Closed
Bug 908261
Opened 12 years ago
Closed 12 years ago
Performance regression when running Marionette commands
Categories
(Firefox OS Graveyard :: General, defect)
Tracking
(Not tracked)
RESOLVED
DUPLICATE
of bug 910216
People
(Reporter: davehunt, Unassigned)
References
Details
(Keywords: perf, Whiteboard: [c= p= s=2013.11.08 u=])
I'm not sure if this is Marionette related yet, but we noticed that our B2G performance tests doubled in total run time recently. The results themselves do not appear to have been affected. I added a bunch of debug logging to the tool that's used to run the tests, and found the following:
Last good build:
2013-08-22 00:34:14 | DEBUG | Killing all running apps
2013-08-22 00:34:14 | DEBUG | Disabling WiFi
2013-08-22 00:34:14 | DEBUG | Waiting for 5 seconds
...
2013-08-22 01:54:38 | DEBUG | Killing all running apps
2013-08-22 01:54:39 | DEBUG | Disabling WiFi
2013-08-22 01:54:40 | DEBUG | Waiting for 5 seconds
First bad build:
2013-08-22 07:39:54 | DEBUG | Killing all running apps
2013-08-22 07:39:54 | DEBUG | Disabling WiFi
2013-08-22 07:39:55 | DEBUG | Waiting for 5 seconds
...
2013-08-22 09:42:57 | DEBUG | Killing all running apps
2013-08-22 09:43:05 | DEBUG | Disabling WiFi
2013-08-22 09:43:09 | DEBUG | Waiting for 5 seconds
The above shows a snippet of the console log at the beginning of the test run, and at the end. You can see that in the 'good' build the command go from completing in within one second to being separated by a second. In the 'bad' build they increase by several seconds. We launch at least 10 apps during the tests, and repeat each launch 30 times, so this small increase is enough to make a large impact.

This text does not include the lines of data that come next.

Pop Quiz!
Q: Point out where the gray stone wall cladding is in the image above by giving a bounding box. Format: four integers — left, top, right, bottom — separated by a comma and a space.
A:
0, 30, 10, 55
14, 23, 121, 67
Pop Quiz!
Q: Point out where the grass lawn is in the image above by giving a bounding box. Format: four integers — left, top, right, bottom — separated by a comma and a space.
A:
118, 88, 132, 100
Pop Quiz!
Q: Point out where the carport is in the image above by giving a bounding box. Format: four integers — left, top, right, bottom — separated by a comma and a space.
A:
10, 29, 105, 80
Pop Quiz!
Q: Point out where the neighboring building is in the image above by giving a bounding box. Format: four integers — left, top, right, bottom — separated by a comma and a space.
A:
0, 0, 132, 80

The commands in question simply execute JavaScript snippets to kill all running apps, and disable the wifi. Of course, it may be something else that's causing these to run slowly, and may not simply be due to us calling these commands many times.
Last good build:
Gaia revision: 1a38ad4df2edb9b608f77f1691cb6c4450f98d8e
Gecko revision: a62c3344f16902abe6a924fd96eadd2ea14672a2
First bad build:
Gaia revision: 1a38ad4df2edb9b608f77f1691cb6c4450f98d8e
Gecko revision: f91fb63da2d6cead5c03f8d075afce68d7fe1921
Comment 1•12 years ago
|
||
That's bad.
Unfortunately, there was a significant Marionette landing made between the good and bad builds, the modal dialog support from bug 779284, so my first guess is that this introduced some sort of leak.

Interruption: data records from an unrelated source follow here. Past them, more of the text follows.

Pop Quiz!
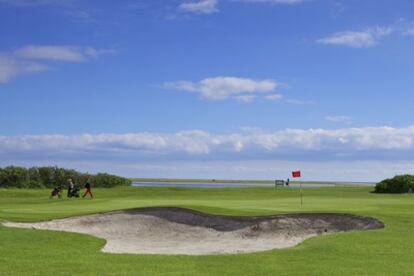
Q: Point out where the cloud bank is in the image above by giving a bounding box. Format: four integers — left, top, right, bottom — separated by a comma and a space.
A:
317, 26, 393, 48
162, 76, 281, 102
0, 126, 414, 160
0, 45, 115, 84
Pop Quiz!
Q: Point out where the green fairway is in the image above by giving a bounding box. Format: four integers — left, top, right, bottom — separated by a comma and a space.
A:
0, 187, 414, 275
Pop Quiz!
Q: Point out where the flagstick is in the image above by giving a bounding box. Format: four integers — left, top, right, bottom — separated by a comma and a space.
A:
299, 178, 303, 208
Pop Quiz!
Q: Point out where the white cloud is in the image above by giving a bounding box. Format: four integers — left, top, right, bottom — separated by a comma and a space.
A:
0, 55, 48, 83
317, 27, 393, 48
178, 0, 219, 14
163, 77, 279, 100
238, 0, 308, 4
265, 94, 283, 101
0, 126, 414, 160
0, 45, 115, 83
234, 95, 256, 103
325, 115, 352, 124
286, 99, 315, 105
0, 0, 64, 7
403, 27, 414, 36
13, 45, 114, 62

Malini, can you make a build with your change backed out and see if this problem still reproduces?
Comment 2•12 years ago
|
||
(In reply to Jonathan Griffin (:jgriffin) from comment #1)
> That's bad.
>
> Unfortunately, there was a significant Marionette landing made between the
> good and bad builds, the modal dialog support from bug 779284, so my first
> guess is that this introduced some sort of leak.
>
> Malini, can you make a build with your change backed out and see if this
> problem still reproduces?
Sure, Dave, how do I run these tests?
Reporter | ||
Comment 3•12 years ago
|
||
(In reply to Malini Das [:mdas] from comment #2)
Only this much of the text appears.